Brutal emigrant voyage of 250 years ago remembered
- Published
An ill-fated journey made by Scots to Canada has been marked at the loch where their ship left 250 years ago.
Eighteen people, most of them children, died on The Hector after the boat with almost 200 emigrants on board departed Loch Broom in Wester Ross.
Small pox and other illnesses affected the passengers, who included families from the Highlands and also Greenock.
Descendants of some of the survivors gathered at Loch Broom last week to remember the journey of July 1773.
Many of the emigrants were seeking to escape poverty and start new lives on land in Pictou, Nova Scotia.
The families assembled in a burial ground at Clachan on Loch Broom for an emotional service before boarding rowing boats to be taken to where The Hector was moored.

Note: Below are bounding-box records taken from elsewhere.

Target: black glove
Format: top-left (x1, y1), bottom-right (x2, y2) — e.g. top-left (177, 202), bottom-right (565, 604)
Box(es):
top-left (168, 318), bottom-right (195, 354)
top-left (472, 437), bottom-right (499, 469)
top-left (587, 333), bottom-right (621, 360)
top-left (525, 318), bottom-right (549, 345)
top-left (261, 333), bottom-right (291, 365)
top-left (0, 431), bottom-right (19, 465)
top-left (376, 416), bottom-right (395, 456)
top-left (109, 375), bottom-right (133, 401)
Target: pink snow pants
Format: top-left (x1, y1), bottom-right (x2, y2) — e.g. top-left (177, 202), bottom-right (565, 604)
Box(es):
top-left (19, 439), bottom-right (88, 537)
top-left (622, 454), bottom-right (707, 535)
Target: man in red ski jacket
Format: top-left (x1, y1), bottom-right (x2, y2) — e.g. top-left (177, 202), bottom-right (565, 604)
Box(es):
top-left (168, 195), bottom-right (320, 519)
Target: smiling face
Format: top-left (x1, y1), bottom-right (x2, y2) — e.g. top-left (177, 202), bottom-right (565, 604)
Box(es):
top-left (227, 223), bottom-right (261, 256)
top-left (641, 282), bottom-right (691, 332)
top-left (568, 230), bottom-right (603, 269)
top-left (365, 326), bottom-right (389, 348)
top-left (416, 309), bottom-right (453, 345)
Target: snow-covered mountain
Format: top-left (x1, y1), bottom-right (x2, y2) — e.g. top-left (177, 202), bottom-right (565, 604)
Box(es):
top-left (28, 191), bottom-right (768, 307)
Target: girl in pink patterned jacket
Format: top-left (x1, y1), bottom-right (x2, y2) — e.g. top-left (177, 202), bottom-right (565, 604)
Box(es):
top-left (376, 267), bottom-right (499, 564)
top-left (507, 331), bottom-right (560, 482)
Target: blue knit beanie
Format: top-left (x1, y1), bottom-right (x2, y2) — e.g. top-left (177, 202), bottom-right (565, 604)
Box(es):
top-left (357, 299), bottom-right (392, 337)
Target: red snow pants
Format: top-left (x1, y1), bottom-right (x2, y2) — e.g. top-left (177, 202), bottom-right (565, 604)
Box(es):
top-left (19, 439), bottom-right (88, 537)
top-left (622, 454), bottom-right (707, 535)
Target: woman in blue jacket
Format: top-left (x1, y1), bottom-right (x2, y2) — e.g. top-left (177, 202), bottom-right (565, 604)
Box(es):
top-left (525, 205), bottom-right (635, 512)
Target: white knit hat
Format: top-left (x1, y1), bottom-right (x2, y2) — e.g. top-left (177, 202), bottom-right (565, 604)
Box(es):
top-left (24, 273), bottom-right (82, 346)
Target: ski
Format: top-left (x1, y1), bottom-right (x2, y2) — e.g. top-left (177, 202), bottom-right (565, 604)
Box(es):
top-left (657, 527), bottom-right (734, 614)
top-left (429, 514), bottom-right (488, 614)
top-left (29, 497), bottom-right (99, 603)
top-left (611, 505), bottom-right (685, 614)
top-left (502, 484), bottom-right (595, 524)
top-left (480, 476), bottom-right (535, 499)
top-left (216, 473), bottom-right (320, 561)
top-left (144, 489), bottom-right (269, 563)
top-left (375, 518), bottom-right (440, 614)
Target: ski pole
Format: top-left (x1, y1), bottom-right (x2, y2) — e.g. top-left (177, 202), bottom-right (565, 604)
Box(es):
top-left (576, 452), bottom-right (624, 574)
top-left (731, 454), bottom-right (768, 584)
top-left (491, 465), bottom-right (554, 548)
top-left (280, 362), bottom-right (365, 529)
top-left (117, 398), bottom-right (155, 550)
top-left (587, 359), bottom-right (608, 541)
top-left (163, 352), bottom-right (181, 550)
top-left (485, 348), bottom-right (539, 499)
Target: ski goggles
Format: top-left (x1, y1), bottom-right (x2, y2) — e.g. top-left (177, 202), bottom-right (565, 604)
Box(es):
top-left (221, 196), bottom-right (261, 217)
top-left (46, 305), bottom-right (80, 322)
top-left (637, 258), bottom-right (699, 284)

Sarah MacKenzie, a trustee of Clachan Lochbroom Heritage Trust, said: "It was an open air service and it was raining.
"It was reported later that you could not tell if it was the rain or tears running down the emigrants faces."
Archaeologist Cathy Dagg said the emigrants had different reasons for making the journey to Canada, which at the time was part of the British Empire.
But she said for many of the Highlanders it was with the hope of a better life than on estates that had been forfeited to the Crown after the Battle of Culloden in 1746.
The estates had been owned by lairds loyal to Bonnie Prince Charlie, whose Jacobite army was defeated at Culloden, and the running of them had been taken over the British government.
Ms Dagg said conditions on The Hector were harsh.
She said: "The boat was tiny, people were crammed in with children and babies. I don't know what the sanitary conditions were like but I suspect it was just buckets to be emptied."
The Hector's arrival at Pictou was delayed by a head wind and the boat remained out at sea with the tough conditions on board worsening.
Ms Dagg said: "People were seasick, people were ill, and the children caught small pox.
"I think they would have turned back if had been their choice."
Thirty-two people, 20 from Nova Scotia, four from Ontario and the rest from the US, attended last week's commemorative events, which included a boat trip to where The Hector moored in Loch Broom.
At the site of the mooring, the bagpipes were played and descendants dropped flowers into the water.
Carla MacKay, a descendant of families on The Hector, said: "It feels a lot of the time when you travel that you are a visitor.
"I don't feel like a visitor here. It feels like home. It feels right."